Last week, I was up in front of my classroom full of eager culinary students, demonstrating a classic French sauce called Bechamel. For newcomers to Le Cordon Bleu, the initial discussion of the repertoire of classic French preparations known as the "mother", or primary, sauces can be confusing and intimidating. Each of these sauces is steeped in tradition, and demands a fairly specific set of ingredients being combined in a time honored way. As I cooked butter and flour together to make the white roux, then used it to thicken the milk I had infused with onion, bay leaf, and clove, I looked around at my students and saw a bunch of blank stares. I could feel that they were all thinking something along the lines of "that's weird".

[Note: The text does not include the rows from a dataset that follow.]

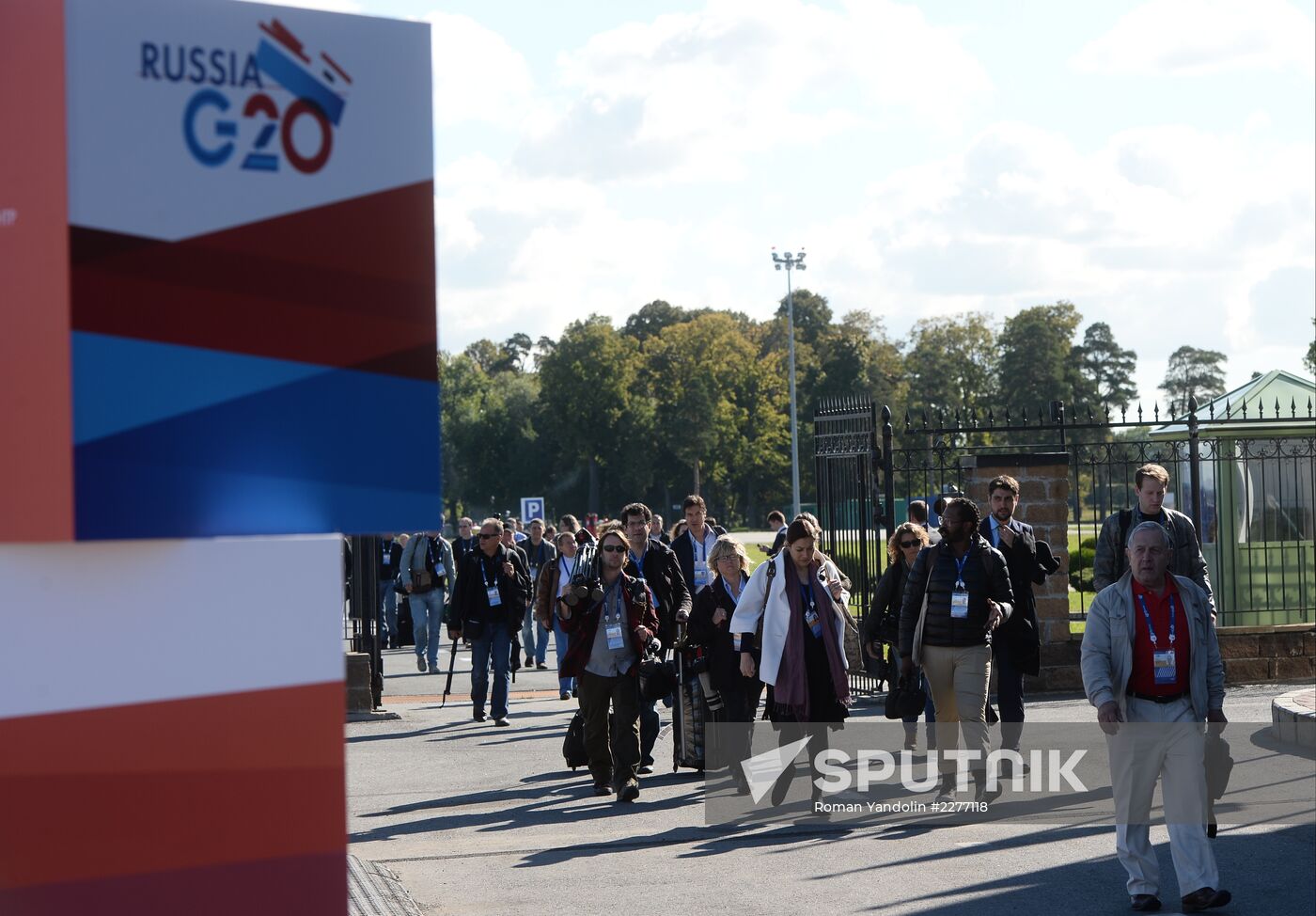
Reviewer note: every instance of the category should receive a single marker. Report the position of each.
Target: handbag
(905, 701)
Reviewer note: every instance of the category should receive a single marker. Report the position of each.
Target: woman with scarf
(553, 583)
(803, 640)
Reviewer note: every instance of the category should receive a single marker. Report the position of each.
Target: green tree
(951, 363)
(1105, 366)
(1193, 371)
(592, 407)
(1036, 362)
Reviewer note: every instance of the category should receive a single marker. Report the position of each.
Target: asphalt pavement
(477, 819)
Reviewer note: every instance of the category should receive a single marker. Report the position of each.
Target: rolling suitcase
(687, 732)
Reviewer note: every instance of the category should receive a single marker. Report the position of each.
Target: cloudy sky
(1152, 162)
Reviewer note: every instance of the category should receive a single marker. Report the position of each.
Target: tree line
(695, 401)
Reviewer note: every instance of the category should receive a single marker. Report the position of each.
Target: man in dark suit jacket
(1015, 645)
(694, 545)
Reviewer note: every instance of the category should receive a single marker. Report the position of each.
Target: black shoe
(1204, 898)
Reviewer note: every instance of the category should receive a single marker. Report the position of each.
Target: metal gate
(851, 510)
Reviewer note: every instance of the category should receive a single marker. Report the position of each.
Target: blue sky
(1152, 162)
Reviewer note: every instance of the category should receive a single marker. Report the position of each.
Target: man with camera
(654, 565)
(427, 572)
(611, 631)
(489, 603)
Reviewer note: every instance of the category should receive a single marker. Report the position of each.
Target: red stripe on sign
(349, 284)
(102, 826)
(36, 402)
(285, 728)
(312, 885)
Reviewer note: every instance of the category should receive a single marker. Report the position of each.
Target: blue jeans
(387, 611)
(427, 619)
(497, 641)
(535, 639)
(559, 645)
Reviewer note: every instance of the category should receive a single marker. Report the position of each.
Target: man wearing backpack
(1186, 560)
(427, 570)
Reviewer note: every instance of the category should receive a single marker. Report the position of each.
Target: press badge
(1162, 665)
(960, 605)
(700, 573)
(811, 618)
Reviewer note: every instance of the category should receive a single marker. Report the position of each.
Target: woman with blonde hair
(882, 623)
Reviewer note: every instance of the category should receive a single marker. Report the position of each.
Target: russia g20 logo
(253, 129)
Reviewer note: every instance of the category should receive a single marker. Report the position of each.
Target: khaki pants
(957, 677)
(619, 762)
(1170, 751)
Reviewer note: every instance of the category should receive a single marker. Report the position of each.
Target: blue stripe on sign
(296, 458)
(298, 81)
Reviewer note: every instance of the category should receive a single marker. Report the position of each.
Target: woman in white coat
(803, 641)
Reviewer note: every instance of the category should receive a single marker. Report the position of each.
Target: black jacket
(684, 549)
(470, 600)
(1019, 636)
(885, 602)
(984, 578)
(664, 576)
(394, 552)
(716, 639)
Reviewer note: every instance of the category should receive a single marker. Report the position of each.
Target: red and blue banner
(236, 330)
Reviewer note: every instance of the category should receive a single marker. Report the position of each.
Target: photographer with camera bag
(493, 592)
(611, 629)
(427, 576)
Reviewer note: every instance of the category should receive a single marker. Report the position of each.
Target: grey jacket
(1107, 659)
(1187, 559)
(414, 560)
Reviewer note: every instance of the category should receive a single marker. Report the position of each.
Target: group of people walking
(954, 606)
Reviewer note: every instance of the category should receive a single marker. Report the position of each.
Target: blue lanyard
(728, 590)
(960, 570)
(1142, 602)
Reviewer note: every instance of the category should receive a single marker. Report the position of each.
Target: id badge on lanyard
(491, 592)
(700, 573)
(960, 598)
(811, 613)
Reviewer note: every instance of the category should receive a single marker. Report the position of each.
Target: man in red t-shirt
(1151, 658)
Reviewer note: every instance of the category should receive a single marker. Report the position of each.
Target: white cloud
(1194, 37)
(691, 96)
(478, 76)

Once the sauce simmered gently for the proper amount of time, and had transformed itself into the satiny, creamy concoction we know as Bechamel, I could sense that my students were about to have a revelation en masse. As with most of the "mother" sauces, Bechamel requires straining through a fine mesh sieve to render it absolutely velvet smooth. I seasoned the sauce to taste, and had every one of my students taste it. This is where many of them experienced the "A Ha" moment. One of them proclaimed, "This kind of reminds me of the sausage gravy I make with my biscuits." Another said, "That's a lot like the Alfredo Sauce recipe I made the other night." And a third stated, "Couldn't we make it thicker and then use it as a souffle base?" One even asked, "If it were really thick, could it be used to bind croquettes and fritters?" As I answered "Yes" to every one of those questions, and then proceeded to talk the rest of them through the many everyday uses of this classic sauce, I knew they had all just crossed that bridge to a place where a previously vague concept had become a solid piece of useful knowledge.